In these most recent years of war, a lot has changed. In Mariupol, there was a community center called Halabuda — a place where Japanese and computer literacy were taught, where book launches and concerts were held, where people learned to be businessmen and proactive citizens, where they painted, sang and developed projects for an environmentally friendly city. After a brutal monthslong siege led to the Russian capture of the city in the spring of 2022, Halabuda had to relocate. Today in Cherkasy, a city in central Ukraine, it’s where people repair drones.
There’s so much more left unrealized. More destinies that played out as heroic in war, but whose bearers can no longer do the things they may have been fated to: write books, open restaurants or discover a cure for Alzheimer’s disease. Their smiles now exist only in photographs.
Among the things that have changed, perhaps, is the desire to tell the world what the Russians have done and are doing to Ukrainians, in the past and today. It used to be so vivid, so resonant, creating a second self for me — a self with stories of slain friends and photos of mass burials, along with a firm conviction that every death, every sorrow must be told, documented and avenged.

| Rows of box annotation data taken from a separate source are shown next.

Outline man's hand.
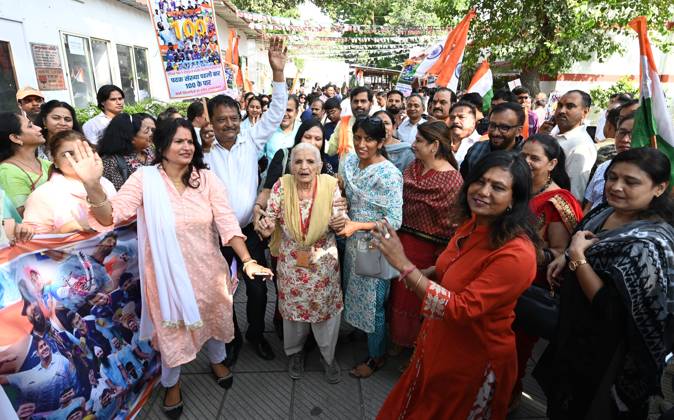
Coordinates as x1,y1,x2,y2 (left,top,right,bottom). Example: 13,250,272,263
269,36,288,82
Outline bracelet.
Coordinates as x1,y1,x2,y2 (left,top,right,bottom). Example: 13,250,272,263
87,195,108,209
398,265,417,281
414,273,424,289
243,258,257,271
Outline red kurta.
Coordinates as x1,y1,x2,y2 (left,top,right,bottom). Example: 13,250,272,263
377,220,536,420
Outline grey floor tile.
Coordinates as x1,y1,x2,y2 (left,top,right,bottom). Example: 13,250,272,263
219,372,293,420
293,372,362,419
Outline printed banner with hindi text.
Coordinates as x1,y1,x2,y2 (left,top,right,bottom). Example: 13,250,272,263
147,0,227,98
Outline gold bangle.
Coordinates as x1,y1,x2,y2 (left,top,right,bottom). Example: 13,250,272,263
87,195,108,209
243,258,257,270
414,270,424,289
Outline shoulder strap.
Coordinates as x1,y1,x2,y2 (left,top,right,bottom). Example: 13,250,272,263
112,155,129,180
281,149,288,175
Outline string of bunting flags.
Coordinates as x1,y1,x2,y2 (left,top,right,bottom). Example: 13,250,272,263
236,10,445,36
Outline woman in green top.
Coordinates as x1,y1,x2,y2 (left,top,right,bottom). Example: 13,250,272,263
0,112,51,214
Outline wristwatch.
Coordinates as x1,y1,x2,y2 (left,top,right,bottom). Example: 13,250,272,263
569,260,587,271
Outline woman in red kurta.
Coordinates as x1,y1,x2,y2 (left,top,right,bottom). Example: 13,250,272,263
389,121,463,348
511,134,583,410
377,151,538,419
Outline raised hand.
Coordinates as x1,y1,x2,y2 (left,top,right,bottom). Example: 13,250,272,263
66,140,103,185
269,36,288,78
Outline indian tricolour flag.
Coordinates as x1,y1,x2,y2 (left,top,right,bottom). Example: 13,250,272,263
629,16,674,182
467,60,494,113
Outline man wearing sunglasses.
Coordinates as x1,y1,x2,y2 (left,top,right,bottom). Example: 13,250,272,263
461,102,524,179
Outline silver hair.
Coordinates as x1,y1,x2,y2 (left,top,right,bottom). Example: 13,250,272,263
290,143,323,172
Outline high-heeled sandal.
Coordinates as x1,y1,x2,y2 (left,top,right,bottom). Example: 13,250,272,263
161,384,183,420
211,364,234,389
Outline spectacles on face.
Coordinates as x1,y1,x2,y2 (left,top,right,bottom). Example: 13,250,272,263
489,122,521,133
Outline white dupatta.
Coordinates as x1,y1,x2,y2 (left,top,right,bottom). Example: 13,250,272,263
137,165,203,340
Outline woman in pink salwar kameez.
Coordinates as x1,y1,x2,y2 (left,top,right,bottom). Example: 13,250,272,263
69,119,271,418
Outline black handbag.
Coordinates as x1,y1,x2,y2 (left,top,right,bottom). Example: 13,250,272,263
515,284,559,340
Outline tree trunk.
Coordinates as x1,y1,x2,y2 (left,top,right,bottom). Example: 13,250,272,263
520,67,541,96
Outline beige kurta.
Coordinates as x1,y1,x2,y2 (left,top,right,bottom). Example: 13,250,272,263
90,169,245,367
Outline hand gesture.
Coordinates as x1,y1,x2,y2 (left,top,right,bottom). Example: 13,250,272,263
547,253,566,287
569,230,599,260
243,262,274,280
268,36,288,74
66,140,103,185
337,220,360,238
372,220,412,271
328,212,348,232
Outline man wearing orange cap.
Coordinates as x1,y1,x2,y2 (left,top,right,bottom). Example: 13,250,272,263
16,86,44,121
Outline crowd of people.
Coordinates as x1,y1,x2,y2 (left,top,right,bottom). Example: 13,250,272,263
0,37,674,419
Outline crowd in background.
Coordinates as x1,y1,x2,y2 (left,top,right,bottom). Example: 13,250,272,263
0,39,674,419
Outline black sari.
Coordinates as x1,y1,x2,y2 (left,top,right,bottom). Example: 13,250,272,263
534,205,674,420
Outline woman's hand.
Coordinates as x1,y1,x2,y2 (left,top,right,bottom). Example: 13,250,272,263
337,220,360,238
547,253,566,287
372,220,412,271
243,262,274,280
569,230,599,261
329,213,349,232
255,216,276,238
66,140,103,186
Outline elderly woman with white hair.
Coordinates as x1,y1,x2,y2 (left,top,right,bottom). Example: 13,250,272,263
258,143,346,383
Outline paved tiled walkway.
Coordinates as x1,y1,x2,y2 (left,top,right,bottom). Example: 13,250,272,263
138,280,556,420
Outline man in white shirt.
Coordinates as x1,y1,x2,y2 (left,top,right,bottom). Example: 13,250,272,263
446,101,481,167
82,85,124,144
204,37,288,366
541,90,597,202
398,93,426,144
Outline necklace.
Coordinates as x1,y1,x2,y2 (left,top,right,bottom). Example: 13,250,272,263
534,177,552,196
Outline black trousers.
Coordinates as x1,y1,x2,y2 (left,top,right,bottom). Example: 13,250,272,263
222,223,267,341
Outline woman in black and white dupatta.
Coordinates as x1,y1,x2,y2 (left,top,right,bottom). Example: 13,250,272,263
534,148,674,420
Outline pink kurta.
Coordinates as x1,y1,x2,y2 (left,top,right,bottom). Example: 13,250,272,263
89,169,245,367
23,173,117,233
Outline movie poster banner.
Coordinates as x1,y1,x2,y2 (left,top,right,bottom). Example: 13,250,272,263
0,224,161,420
147,0,227,98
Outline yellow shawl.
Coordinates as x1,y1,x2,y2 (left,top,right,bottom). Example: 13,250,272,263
269,174,337,257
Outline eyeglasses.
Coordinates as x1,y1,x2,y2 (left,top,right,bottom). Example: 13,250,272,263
489,122,521,133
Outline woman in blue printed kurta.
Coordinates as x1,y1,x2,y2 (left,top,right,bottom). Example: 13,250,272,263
340,118,403,377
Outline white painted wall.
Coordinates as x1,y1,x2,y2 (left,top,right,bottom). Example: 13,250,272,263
0,0,168,102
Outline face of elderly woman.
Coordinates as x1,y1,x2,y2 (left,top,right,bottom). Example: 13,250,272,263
290,150,320,184
466,166,513,223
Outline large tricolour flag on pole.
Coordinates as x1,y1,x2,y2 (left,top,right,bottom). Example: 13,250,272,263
467,60,494,112
629,16,674,182
427,10,476,92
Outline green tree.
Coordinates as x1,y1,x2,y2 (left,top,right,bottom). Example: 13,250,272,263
435,0,674,92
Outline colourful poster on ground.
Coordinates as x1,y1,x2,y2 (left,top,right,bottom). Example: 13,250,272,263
147,0,227,98
0,224,160,420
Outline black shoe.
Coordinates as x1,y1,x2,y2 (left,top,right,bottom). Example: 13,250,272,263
222,337,243,368
161,385,183,420
213,360,234,389
251,338,276,360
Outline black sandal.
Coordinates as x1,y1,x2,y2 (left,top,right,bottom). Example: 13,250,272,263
211,364,234,389
161,384,183,420
349,357,385,379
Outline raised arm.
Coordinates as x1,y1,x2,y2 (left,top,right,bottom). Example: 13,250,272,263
248,36,288,151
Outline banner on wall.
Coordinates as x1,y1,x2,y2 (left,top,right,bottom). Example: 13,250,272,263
396,60,420,97
147,0,227,98
0,224,161,420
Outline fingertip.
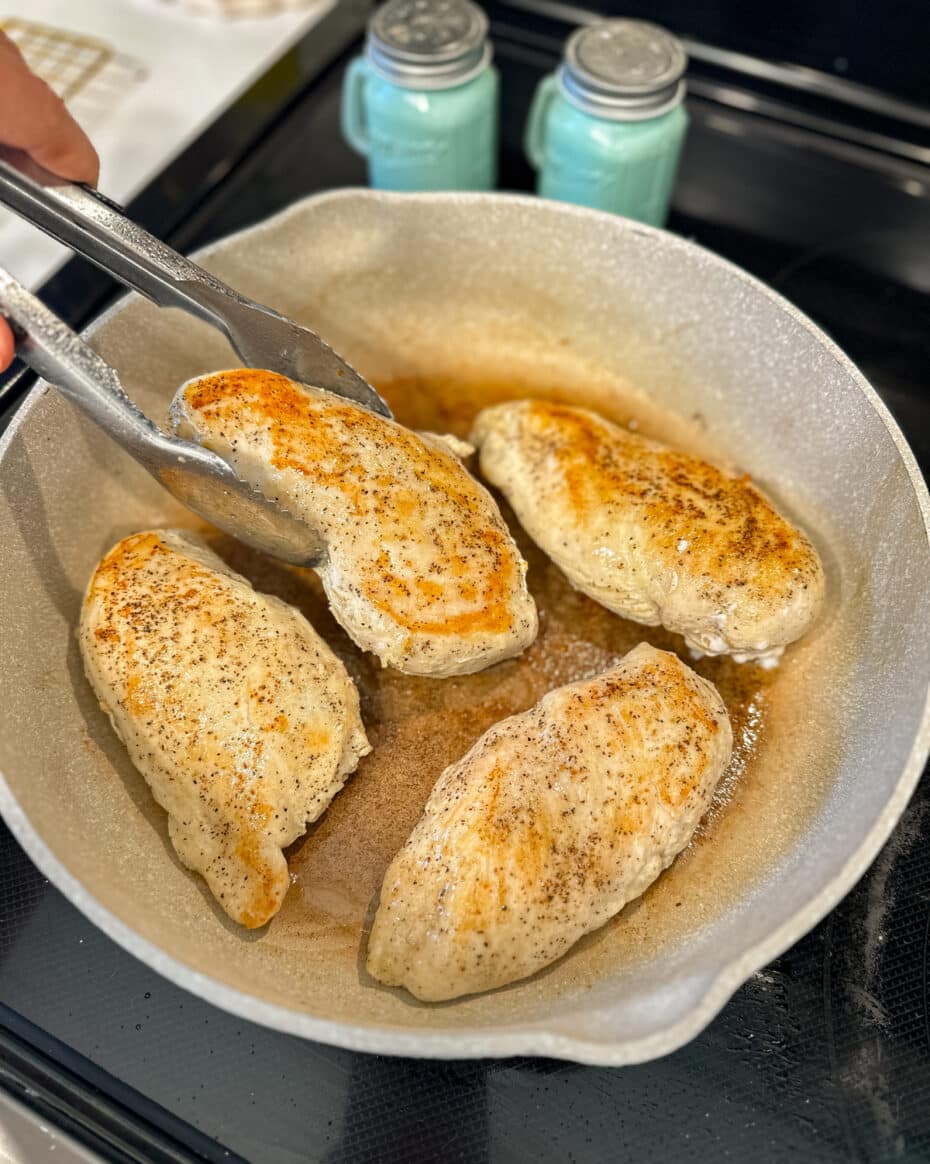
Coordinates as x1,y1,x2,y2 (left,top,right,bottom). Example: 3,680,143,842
0,319,16,371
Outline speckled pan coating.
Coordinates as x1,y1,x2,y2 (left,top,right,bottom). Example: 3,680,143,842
0,191,930,1064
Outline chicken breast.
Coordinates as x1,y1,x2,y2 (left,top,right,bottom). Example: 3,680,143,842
79,530,371,929
171,369,537,676
368,644,732,1002
471,400,825,663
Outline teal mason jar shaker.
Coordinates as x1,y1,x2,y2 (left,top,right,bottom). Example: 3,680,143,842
525,20,688,226
342,0,498,190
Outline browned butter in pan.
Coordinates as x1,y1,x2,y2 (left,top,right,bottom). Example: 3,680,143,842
210,377,842,974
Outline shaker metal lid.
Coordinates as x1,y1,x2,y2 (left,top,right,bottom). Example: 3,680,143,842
365,0,491,88
559,20,688,121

That feeling is gone. There are still the stories, photos and convictions. But I don’t want to tell the world about it anymore. The world is literate. It has access to the internet, to the news; it can see everything itself. I am grateful to the thousands, perhaps millions of people to whom we don’t have to explain or show anything anymore. They simply stood by us in Lithuania and Australia, Britain and Norway, the United States and Morocco, Japan and Estonia. I was lucky enough to know some of them by name. I was lucky enough to meet them — fearless and kind people — in Kyiv, Kharkiv, Lviv and even in places where the front line is a kilometer away.
On the other hand, nothing has changed, not really. We have the same sense of clarity that we had in 2014. The same faith, the same love, the same rage. Do I want to go back to my prewar self, the one I was in 2013? No, I don’t. I don’t want to find myself back among the lies about “one people” from which genocide, war and murder will sprout again. I do not want to be back in the time when Russia’s attack was inevitable. I want us to win and there to be no war.